AnaBritannica’ya göre tardigrada, yeryüzünün hemen her yerine dağılmış, yaklaşık 350 tür içeren omurgasızlar grubunun ortak adıdır. Evrim tablosunda halkalı solucanlar ile eklembacaklılar arasında yer alırlar, serbest yaşarlar. Çoğunun boyu 1 mm’yi aşmaz. Bulundukları ortamlar çok çeşitlidir. Yosunlar ya da kumlar arasında tatlı ya da tuzlu sularda yaşayan türleri vardır. Sindirim kanalı vücutlarının bir ucundan öbür ucuna kadar uzanır. Bilinen hiçbir özel dolaşım ve solunum organları yoktur. Bitkiyle beslenen türleri, ağızlarının çevresindeki dikensi yapılarla deldikleri bitki hücrelerinin içini emer. Birkaç türü ise etçildir. Tardigradalarda erkek dişi ayrımı belirsizdir. Çok düşük sıcaklıklara ve su yitimine karşı son derece dirençli olan bu hayvanlar çevre koşulları kötüleştiğinde tüm etkinliklerini askıya alarak bekleme evresine girerler. Vakum altında sekiz gün, helyum gazında ve -272°C’de saatlerce bekletilen örnekler oda sıcaklığında yeniden canlanmıştır. Tardigradalar su ve rüzgârla kolayca yayılabilirler.

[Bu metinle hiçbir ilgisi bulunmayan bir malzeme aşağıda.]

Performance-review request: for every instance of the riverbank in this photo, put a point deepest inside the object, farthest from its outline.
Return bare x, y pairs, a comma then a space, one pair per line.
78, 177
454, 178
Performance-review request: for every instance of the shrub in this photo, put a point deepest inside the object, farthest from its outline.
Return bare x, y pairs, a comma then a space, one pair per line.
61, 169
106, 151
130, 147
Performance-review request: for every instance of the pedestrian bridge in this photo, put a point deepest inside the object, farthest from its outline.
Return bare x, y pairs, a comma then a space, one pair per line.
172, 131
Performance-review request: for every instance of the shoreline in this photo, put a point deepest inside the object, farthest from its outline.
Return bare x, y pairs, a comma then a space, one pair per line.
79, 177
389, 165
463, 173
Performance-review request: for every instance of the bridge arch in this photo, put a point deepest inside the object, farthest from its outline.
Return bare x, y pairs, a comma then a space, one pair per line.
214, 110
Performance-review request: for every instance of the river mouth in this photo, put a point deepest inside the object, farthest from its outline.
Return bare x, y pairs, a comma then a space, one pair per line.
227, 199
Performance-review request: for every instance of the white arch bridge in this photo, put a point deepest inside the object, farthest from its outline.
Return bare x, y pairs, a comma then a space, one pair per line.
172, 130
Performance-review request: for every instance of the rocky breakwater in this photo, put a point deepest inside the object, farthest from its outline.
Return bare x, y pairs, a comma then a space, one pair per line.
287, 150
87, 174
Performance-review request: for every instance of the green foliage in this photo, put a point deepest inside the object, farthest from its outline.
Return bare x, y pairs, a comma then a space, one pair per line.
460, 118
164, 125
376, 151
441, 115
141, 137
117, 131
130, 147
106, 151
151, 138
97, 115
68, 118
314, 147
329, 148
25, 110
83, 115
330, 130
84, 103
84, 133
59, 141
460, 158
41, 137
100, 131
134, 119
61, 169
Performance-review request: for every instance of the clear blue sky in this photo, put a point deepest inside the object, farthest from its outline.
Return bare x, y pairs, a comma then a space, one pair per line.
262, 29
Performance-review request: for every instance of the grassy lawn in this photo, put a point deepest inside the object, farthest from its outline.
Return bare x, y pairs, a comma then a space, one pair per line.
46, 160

Özetle tardigrada her şeyden önce omurgasızdır. 

Dolaşım sistemi olmadığına göre kansızdır, yüreksizdir.

Solunum sistemi olmadığına göre ciğersizdir. 

Cinsiyeti belirsizdir. Tardigrada neredeyse sindirim sisteminden ibarettir, üremesi dışkılamaya benzemektedir. 

En çetin koşullarda canlı kalabilmekte, akan suya esen rüzgâra göre yer değiştirebilmektedir.

Omurgasız, kansız, yüreksiz, ciğersiz, cinsiyetsiz…

Sülük gibi besleniyor.

Rüzgâr nereye savuruyorsa, 

Su nereye götürüyorsa oraya gidiyor.

***

Tardigrada, guguk, bukalemun, köpek, koyun, öküz vs…

Sonuçta doğal canlı türleri. Peki, sosyal hayatta fikri ve siyasi omurgasızlık, akan suya esen yele göre pozisyon değişikliği, ezilenler karşısında kalpsizlik, muktedirler karşısında ciğersizlik, fırdöndülük, hilekârlık ve tahripkârlık, gelen ağam giden paşam oportünizmi, zalimlere köpeklik, zulüm karşısında öküz duyarsızlığı ve koyun gibi uysallık da doğal mıdır? 

Yuh olmasın mı böylelerine?

Yuh olsun derken türümüze o kadar da haksızlık etmeyeyim. Dünya dönüyorsa, vicdan ve ahlak sahibi insanların yüzü suyu hürmetine dönüyor; onca kötülüğün yanı sıra bunca iyilik varsa, vicdan ve ahlak sahibi insanların gayretiyle var.